Monday, December 11, 2023

25 December 2023 - homily for Mass on Christmas Day – John 1:1-5 and 9-14

Today we celebrate Christmas Day as we commemorate Christ’s birth into our world. Last night, at Christmas eve mass, we heard a reading from the Gospel of Luke that described Jesus’ birth in a humble manger in Bethlehem. Today, we hear from the beginning of John’s Gospel, with images are more directly poetic and theological in nature, particularly the image of light. 

For the people of the ancient Mediterranean world, light and darkness were two separate realities. Darkness did not signify the absence of light, but rather the presence of darkness, just as light meant the presence of light.  Just as light can push out the presence of darkness, darkness can push out light.

The image of light is associated with life in John’s Gospel in a special way. Jesus comes to the world as both light and life. John tells us that Jesus is the word of God in whom all living things come into being. Since we all have light as living beings, light and life go hand in hand. Light and life have their origin in God’s created work.
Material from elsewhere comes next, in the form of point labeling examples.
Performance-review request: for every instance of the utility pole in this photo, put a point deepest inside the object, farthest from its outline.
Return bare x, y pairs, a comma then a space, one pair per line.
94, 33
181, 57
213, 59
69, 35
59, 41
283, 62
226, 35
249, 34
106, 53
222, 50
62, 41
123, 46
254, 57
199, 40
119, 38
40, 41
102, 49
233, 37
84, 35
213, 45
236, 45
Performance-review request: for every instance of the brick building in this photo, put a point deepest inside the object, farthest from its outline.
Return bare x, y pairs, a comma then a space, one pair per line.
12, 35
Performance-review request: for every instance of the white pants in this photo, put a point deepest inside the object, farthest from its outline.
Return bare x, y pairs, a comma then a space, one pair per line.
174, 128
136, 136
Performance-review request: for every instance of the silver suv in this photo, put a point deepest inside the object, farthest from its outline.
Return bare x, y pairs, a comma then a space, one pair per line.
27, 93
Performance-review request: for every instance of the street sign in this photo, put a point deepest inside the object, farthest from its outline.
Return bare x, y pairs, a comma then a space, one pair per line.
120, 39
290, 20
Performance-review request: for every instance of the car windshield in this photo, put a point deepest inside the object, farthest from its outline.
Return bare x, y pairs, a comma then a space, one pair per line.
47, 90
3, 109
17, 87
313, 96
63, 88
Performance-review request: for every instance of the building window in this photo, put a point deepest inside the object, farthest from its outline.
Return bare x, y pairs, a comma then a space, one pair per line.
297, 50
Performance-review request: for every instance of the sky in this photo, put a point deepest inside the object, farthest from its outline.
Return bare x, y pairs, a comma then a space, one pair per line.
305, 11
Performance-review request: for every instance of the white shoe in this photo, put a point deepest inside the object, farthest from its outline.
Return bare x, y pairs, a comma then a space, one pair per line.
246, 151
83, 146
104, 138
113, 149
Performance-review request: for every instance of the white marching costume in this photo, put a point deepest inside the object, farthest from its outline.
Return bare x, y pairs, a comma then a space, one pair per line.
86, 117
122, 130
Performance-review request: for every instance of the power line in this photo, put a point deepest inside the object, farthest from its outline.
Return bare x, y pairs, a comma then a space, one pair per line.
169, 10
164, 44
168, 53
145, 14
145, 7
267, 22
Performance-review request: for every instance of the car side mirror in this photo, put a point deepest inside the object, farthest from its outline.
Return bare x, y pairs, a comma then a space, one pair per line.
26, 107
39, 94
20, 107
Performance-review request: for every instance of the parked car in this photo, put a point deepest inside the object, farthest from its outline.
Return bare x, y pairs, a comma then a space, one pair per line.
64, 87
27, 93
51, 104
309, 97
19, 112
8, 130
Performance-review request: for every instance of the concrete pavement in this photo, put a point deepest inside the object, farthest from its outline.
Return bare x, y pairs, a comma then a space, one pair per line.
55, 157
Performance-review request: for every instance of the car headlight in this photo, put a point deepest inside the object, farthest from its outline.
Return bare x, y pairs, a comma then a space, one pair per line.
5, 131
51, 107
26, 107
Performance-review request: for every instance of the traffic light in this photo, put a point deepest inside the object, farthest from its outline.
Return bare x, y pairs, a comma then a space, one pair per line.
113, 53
As created beings, we can hand down this light to others, but we can’t create God’s light ourselves.

We use the symbolism of light in a special way in the Sacrament of Baptism. We receive the light of Christ in our lives when we are baptized. In the Sacrament of Baptism, the godparents light a candle for the baptized child from the paschal candle that represents Christ. They are told to keep the light of Christ alive in the life of the child that was just received the sacrament of baptism.

There are times in our lives when the darkness can overwhelm us.  I remember one Christmas that I spent in Ecuador in small village of San Francisco de Onzole in the middle of the rainforest jungle. The village was located on the banks of a large river. This village had no electricity at all.  On Christmas eve, the villagers spent the whole night in the church, singing Christmas carols in Spanish to the sounds of maracas and drums. We sat in the church in the late night hours in the hot humid tropical climate on Christmas eve, with the only light present coming from a few candles in the middle of the church.The night felt immense and dark, but I felt the light of Christ in the joy of the people and in the light coming from the candle

Things can come out of the darkness of the world and hit us unexpectedly, taking our focus off Jesus and off our faith in him. The Roman philosopher Cicero, born a century before Jesus, described the Roman Empire as “a light to the whole world.” We can focus on the light in other things, taking the focus off our faith. We can focus on our work, our personal ambitions, our national identity, success or material possessions.  Those lights can outshine our Catholic faith and the light of Jesus in the world. 

 As part of our Church's faith, we believe in the Word of God that created the world and that came to earth as the baby Jesus as a light to our world.  This truth that Jesus brings can seem very distant from our daily reality, especially now with secular message that is taking over our society. The violence, darkness, and chaos of our world can overwhelm us. With all we witness in our daily lives, it may seem like the light of God and the light of truth are being drowned out. We need God’s light to serve as our compass, to lead us and guide us.

It is important that we as Catholics strongly reaffirm with our lives the salvation that comes with Christ’s birth as a light in our world. In the humble manger in Bethlehem, this light that now illuminates our lives was made manifest to the world. Christ as a light is the way that leads to the fullness of our humanity as it is revealed to us. It would be beneficial for all of us this Christmas season to ask ourselves how Jesus functions as a light in our own lives and what we can do in order to follow the light of Christ and to be that light to others.